Pharmacological analysis of the cortical neuronal cytoskeletal protective efficacy of the calpain inhibitor SNJ‐1945 in a mouse traumatic brain injury model

The efficacy of the amphipathic ketoamide calpain inhibitor SNJ‐1945 in attenuating calpain‐mediated degradation of the neuronal cytoskeletal protein α‐spectrin was examined in the controlled cortical impact (CCI) traumatic brain injury (TBI) model in male CF‐1 mice. Using a single early (15 min after CCI‐TBI) i.p. bolus administration of SNJ‐1945 (6.25, 12.5, 25, or 50‐mg/kg), we identified the most effective dose on α‐spectrin degradation in the cortical tissue of mice at its 24 h peak after severe CCI‐TBI. We then investigated the effects of a pharmacokinetically optimized regimen by examining multiple treatment paradigms that varied in dose and duration of treatment.
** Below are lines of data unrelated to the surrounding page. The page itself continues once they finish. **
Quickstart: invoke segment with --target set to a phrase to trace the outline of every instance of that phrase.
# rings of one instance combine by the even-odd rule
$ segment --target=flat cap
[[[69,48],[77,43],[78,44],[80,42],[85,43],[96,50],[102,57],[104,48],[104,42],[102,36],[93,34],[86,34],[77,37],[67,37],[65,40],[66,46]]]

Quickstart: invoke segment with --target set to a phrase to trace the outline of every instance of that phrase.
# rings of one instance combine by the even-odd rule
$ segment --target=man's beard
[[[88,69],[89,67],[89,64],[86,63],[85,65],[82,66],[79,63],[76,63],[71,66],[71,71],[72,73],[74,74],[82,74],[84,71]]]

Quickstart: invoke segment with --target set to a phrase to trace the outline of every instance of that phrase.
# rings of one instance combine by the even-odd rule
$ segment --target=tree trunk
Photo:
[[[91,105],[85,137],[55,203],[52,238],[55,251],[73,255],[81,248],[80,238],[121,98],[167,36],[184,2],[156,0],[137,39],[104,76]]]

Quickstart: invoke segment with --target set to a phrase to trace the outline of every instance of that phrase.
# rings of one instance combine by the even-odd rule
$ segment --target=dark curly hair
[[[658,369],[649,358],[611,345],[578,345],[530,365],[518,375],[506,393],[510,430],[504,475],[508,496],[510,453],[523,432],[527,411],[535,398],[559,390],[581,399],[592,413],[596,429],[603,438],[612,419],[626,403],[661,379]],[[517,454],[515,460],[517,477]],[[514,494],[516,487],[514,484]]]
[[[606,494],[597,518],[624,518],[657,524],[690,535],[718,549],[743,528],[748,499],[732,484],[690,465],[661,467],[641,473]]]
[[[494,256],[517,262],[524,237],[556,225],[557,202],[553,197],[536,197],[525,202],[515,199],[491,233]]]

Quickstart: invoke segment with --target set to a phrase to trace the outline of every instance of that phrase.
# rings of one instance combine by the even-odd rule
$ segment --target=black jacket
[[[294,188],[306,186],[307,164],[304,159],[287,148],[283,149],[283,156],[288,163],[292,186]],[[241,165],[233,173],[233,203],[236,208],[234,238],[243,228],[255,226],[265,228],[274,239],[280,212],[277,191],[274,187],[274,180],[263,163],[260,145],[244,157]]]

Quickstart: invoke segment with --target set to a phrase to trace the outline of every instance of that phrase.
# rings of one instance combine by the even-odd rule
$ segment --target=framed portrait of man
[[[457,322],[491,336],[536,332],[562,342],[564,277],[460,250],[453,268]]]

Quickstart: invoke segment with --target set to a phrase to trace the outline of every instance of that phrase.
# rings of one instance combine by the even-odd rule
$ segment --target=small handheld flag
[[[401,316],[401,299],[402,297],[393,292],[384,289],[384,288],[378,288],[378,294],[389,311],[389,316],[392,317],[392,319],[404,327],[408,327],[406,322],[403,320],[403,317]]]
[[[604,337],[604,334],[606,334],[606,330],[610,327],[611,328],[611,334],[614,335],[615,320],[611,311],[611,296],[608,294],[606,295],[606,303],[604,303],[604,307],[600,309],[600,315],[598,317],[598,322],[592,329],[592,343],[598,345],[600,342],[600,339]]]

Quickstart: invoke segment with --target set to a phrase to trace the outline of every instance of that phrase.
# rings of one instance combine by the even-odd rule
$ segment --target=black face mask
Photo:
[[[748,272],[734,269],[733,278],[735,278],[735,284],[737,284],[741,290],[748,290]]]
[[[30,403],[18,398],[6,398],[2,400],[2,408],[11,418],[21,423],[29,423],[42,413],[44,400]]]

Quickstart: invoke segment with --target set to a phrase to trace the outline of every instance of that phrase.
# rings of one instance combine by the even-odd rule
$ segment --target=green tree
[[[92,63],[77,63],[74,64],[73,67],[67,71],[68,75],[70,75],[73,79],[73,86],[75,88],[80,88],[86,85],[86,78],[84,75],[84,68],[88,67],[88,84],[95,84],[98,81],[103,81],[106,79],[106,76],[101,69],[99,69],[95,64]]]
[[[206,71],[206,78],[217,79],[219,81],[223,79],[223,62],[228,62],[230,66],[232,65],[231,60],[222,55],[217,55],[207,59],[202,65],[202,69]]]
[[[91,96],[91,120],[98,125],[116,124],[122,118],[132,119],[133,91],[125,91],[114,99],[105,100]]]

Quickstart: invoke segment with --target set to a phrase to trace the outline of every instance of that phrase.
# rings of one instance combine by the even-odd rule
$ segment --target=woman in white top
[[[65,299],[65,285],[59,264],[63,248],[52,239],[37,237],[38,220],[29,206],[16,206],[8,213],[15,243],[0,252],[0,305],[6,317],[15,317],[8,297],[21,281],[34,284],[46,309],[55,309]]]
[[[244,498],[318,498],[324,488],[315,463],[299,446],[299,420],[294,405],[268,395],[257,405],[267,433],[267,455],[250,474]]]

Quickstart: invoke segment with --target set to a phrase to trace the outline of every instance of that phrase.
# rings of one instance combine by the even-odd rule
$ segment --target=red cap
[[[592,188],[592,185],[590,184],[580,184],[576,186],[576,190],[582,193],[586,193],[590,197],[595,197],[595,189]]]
Finally, using the most effective treatment regimen, the therapeutic window of α‐spectrin degradation attenuation was assessed by delaying treatment from 15 min to 1 or 3 h post‐injury. The effect of SNJ‐1945 on α‐spectrin degradation exhibited a U‐shaped dose–response curve when treatment was initiated 15 min post‐TBI. The most effective 12.5 mg/kg dose of SNJ‐1945 significantly reduced α‐spectrin degradation by ~60% in cortical tissue. Repeated dosing of SNJ‐1945 beginning with a 12.5 mg/kg dose did not achieve a more robust effect compared with a single bolus treatment, and the required treatment initiation was less than 1 h. Although calpain has been firmly established to play a major role in post‐traumatic secondary neurodegeneration, these data suggest that even brain and cell‐permeable calpain inhibitors, when administered alone, do not show sufficient cytoskeletal protective efficacy or a practical therapeutic window in a mouse model of severe TBI. Such conclusions need to be verified in the human clinical situation.